It really frustrates me that this article doesn't emphasize how much more expensive jet powered aircraft like this are than propeller driven shahed aircraft.
Beskrestnov sees no technical or economic pressure driving the volume drop, with only a deliberate Russian reorientation of production capacity toward the more expensive, more foreign-dependent jet models.
The cost of sophisticated jet engine powered flying bombs is far faster approaching the cost of traditional MANPADS shoulder fired anti-air missiles than I think people really realize, there is still a big cost gap but in terms of these jet powered shaheds posing a danger to air air defense systems, traditional AA guided missiles (or new ones that are perhaps sized down to account for smaller targets*) already decisively shut down this option over the longer term.

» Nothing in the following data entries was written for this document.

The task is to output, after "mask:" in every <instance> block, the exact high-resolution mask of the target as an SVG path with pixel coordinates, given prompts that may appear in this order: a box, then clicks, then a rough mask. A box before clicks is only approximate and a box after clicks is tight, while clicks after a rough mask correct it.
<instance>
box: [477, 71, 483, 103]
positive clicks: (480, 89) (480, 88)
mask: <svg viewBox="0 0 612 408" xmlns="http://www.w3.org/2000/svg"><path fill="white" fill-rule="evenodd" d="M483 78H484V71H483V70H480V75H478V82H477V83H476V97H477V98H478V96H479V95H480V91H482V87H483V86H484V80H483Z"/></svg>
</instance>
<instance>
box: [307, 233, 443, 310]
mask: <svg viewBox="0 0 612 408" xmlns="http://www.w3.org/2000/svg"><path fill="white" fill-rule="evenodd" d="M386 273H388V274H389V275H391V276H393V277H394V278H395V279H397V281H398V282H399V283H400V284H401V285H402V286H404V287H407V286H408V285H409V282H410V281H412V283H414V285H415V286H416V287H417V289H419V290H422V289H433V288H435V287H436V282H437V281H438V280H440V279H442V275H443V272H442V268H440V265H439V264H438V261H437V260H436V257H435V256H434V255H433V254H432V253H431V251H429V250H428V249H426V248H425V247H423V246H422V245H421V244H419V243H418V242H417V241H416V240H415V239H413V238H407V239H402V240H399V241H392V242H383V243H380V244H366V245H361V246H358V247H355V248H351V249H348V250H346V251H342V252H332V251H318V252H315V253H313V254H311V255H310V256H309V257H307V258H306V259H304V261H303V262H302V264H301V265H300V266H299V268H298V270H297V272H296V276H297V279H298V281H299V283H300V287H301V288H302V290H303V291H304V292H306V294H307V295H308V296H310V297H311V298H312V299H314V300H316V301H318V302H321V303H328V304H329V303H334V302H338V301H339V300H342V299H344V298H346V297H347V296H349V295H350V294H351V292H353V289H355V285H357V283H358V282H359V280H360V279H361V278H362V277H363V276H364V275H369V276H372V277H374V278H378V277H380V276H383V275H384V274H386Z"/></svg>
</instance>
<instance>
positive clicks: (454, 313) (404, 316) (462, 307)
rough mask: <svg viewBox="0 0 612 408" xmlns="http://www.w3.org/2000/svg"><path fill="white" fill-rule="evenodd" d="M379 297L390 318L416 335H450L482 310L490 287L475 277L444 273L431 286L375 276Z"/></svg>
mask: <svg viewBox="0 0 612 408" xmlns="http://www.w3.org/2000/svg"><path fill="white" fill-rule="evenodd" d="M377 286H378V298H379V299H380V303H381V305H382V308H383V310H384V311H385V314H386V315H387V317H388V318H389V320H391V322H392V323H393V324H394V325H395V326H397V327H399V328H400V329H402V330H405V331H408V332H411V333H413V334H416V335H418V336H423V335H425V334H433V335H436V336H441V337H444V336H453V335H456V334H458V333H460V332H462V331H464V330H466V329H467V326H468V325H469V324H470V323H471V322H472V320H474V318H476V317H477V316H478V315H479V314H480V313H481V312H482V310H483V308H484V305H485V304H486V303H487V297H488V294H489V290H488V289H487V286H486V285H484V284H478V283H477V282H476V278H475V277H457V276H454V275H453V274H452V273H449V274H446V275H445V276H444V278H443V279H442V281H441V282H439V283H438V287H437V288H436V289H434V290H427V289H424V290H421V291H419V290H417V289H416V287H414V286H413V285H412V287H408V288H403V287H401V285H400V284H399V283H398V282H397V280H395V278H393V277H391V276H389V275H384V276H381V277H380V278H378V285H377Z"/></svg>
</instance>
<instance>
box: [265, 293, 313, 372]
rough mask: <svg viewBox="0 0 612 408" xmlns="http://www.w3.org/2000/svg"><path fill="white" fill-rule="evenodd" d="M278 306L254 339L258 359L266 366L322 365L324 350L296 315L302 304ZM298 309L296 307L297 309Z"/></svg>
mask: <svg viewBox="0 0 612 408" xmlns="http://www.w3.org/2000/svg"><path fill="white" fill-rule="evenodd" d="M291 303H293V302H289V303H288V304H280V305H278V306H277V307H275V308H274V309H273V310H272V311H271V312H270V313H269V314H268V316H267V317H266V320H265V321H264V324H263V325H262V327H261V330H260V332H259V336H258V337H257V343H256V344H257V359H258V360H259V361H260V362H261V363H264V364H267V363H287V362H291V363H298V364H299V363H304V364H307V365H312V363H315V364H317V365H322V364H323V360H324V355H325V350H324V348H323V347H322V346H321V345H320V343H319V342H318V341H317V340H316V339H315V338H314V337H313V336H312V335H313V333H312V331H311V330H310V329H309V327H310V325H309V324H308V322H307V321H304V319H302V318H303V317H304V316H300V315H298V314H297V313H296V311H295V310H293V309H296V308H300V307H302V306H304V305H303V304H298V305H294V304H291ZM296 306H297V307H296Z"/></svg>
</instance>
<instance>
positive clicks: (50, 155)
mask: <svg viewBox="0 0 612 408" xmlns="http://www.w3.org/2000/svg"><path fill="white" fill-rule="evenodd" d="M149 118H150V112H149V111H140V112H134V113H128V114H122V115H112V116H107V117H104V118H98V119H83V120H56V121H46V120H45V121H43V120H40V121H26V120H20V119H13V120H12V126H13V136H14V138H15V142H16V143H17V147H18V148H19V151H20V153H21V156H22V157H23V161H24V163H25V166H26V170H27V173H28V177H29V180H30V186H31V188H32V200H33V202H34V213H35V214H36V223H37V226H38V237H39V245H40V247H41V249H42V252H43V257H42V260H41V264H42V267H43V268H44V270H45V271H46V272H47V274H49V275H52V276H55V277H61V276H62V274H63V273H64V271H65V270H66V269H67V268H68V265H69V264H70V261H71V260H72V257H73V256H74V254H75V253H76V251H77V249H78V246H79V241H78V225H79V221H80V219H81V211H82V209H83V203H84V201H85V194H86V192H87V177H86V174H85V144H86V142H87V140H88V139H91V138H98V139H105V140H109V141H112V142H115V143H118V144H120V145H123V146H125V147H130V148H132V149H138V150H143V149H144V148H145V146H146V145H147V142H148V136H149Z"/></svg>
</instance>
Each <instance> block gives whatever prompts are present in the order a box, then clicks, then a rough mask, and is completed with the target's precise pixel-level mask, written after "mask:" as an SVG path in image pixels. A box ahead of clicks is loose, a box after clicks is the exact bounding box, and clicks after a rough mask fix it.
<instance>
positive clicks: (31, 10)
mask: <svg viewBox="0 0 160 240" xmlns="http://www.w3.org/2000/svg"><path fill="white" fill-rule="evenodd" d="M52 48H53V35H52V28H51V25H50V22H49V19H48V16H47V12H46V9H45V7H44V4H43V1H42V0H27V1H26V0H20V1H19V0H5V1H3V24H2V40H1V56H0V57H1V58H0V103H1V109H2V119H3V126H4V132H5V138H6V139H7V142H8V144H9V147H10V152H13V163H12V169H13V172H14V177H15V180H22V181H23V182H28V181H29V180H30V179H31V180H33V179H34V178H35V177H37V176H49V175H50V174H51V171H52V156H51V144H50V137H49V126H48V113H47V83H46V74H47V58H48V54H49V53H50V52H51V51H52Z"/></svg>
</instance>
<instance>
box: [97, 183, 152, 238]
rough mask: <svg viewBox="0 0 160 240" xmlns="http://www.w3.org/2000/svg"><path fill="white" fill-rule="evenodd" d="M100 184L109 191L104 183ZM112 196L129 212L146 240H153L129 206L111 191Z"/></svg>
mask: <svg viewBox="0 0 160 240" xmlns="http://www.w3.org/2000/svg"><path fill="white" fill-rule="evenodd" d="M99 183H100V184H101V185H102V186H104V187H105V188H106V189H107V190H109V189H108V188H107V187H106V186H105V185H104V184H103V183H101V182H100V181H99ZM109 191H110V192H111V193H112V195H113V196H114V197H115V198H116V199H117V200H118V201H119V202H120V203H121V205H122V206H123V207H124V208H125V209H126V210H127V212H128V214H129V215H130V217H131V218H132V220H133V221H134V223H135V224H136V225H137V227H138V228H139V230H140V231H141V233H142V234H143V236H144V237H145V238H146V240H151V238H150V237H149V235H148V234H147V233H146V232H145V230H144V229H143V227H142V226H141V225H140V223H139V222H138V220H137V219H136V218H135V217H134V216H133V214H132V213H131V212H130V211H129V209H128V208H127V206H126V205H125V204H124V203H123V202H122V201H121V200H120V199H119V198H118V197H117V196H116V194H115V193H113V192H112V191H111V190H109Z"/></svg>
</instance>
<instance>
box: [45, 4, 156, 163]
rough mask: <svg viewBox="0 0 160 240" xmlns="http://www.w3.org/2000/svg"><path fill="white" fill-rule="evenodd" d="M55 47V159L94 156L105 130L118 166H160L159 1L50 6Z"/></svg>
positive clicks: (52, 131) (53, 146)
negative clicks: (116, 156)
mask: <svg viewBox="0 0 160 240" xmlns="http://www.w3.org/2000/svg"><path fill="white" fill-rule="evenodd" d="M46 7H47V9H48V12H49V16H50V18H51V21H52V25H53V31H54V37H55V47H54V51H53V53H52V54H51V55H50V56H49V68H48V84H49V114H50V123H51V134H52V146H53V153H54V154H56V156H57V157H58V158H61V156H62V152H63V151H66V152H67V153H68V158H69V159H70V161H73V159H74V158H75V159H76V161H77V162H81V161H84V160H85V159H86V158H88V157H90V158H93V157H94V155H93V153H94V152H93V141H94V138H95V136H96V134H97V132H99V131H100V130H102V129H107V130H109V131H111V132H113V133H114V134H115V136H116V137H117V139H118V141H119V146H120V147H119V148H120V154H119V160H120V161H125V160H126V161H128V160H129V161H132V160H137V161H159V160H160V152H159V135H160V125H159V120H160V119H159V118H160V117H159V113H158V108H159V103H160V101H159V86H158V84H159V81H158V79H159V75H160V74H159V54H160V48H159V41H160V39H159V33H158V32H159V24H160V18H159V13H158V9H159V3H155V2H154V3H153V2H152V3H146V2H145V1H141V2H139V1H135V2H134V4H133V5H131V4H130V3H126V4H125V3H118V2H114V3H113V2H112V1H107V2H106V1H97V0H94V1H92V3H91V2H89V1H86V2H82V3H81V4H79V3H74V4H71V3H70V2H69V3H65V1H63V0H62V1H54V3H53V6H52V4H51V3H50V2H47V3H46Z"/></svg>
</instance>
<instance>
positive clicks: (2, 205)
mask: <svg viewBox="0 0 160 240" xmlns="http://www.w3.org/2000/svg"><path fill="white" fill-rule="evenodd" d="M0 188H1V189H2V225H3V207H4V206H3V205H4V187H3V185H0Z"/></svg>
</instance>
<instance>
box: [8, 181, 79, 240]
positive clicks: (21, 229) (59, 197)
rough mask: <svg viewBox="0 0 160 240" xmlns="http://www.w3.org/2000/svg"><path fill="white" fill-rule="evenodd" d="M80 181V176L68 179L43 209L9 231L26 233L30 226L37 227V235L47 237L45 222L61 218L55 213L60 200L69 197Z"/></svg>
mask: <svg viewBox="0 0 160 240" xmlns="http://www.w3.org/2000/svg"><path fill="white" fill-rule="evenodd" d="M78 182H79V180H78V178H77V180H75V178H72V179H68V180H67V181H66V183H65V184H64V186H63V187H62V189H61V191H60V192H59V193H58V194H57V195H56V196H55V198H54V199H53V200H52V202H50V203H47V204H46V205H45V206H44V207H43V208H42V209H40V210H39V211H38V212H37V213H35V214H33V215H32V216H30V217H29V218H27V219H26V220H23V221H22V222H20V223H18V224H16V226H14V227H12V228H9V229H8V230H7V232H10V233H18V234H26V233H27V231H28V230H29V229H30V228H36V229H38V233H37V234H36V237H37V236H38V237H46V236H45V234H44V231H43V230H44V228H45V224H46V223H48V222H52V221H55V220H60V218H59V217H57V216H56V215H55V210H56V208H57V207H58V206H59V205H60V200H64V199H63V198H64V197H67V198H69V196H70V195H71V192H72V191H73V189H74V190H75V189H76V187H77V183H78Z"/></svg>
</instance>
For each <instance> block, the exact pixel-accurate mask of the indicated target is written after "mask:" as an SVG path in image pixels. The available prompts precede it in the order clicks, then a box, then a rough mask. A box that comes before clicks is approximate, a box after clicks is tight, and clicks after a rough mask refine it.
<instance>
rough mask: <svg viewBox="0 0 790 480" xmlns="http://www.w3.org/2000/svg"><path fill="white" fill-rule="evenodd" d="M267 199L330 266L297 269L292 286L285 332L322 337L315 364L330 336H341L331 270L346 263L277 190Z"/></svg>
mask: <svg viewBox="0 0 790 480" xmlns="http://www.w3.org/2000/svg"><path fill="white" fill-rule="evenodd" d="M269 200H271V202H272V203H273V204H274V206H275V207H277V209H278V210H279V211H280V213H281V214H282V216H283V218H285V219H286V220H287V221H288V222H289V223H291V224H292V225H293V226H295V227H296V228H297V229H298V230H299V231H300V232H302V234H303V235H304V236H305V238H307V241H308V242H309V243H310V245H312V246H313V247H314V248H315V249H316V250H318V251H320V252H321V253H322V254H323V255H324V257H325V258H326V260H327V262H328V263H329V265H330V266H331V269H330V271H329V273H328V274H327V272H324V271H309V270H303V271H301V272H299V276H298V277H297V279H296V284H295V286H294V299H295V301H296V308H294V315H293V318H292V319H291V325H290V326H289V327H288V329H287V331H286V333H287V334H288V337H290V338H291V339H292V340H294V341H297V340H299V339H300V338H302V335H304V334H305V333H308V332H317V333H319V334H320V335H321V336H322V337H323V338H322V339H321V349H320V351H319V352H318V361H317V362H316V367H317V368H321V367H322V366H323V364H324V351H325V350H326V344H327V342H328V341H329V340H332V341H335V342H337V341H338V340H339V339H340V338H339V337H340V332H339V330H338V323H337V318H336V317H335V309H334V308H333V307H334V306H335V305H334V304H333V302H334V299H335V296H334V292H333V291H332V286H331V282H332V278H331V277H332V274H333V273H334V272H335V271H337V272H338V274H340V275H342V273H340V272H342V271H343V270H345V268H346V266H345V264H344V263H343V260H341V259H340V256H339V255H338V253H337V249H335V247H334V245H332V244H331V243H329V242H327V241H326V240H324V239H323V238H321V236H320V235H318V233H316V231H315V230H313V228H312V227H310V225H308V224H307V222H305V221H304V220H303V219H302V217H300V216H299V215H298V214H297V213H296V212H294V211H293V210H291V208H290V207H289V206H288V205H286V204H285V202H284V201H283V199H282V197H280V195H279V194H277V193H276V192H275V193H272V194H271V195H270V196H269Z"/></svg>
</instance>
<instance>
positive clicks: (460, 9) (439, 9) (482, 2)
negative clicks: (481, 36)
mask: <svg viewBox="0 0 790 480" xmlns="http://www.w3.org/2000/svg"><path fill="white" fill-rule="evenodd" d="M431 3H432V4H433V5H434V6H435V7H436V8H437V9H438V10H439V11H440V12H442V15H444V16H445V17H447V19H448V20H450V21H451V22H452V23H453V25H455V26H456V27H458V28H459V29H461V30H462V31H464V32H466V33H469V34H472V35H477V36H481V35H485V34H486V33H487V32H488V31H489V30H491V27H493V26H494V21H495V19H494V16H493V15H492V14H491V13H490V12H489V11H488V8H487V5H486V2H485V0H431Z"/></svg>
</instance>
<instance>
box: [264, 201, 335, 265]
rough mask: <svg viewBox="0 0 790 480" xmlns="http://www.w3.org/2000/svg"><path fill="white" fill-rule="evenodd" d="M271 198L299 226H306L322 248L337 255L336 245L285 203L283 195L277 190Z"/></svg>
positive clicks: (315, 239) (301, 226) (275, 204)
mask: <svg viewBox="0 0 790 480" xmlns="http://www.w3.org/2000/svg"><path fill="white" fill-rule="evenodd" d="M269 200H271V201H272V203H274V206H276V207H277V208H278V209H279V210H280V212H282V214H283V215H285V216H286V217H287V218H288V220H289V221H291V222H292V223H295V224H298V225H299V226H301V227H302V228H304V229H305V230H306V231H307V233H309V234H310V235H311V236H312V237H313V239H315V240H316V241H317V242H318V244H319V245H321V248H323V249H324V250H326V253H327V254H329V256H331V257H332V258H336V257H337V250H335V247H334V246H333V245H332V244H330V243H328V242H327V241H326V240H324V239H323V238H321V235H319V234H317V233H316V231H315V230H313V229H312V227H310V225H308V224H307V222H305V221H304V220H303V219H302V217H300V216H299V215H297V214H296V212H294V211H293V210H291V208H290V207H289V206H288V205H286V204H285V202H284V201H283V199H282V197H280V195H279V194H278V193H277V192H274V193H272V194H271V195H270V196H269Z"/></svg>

The more and more expensive russia has to make each flying bomb, the less and less effective this strategy is for russia.
The opposite can be seen with Ukraine's drone campaign in russia, air defenses have been supressed adequately to the point that slow moving, genuinely cheap propeller powered flying bombs can be used by Ukraine in a dominating fashion.
Jet powered shaheds are not cheap, they are not cost effective, they are a solution that involves building a tiny custom fighter jet for every target, which is a maximally wasteful strategy and is not sustainable for russia.
See these prices for small turbo jet engines, they are seriously expensive and require much more expensive associated equipment as well as a much more robust and expensive air frames.
https://electronics.alibaba.com/product/jet-engine-uav-drones
I refuse to let russia back itself into building expensive cruise missiles while the media reflexively categorizes them as cheap.
@bluGill @supersquirrel @Darkassassin07
No economy without fuel.
No war without an economy.
If the military gulps all the fuel, it will not have any resources (other than fuel).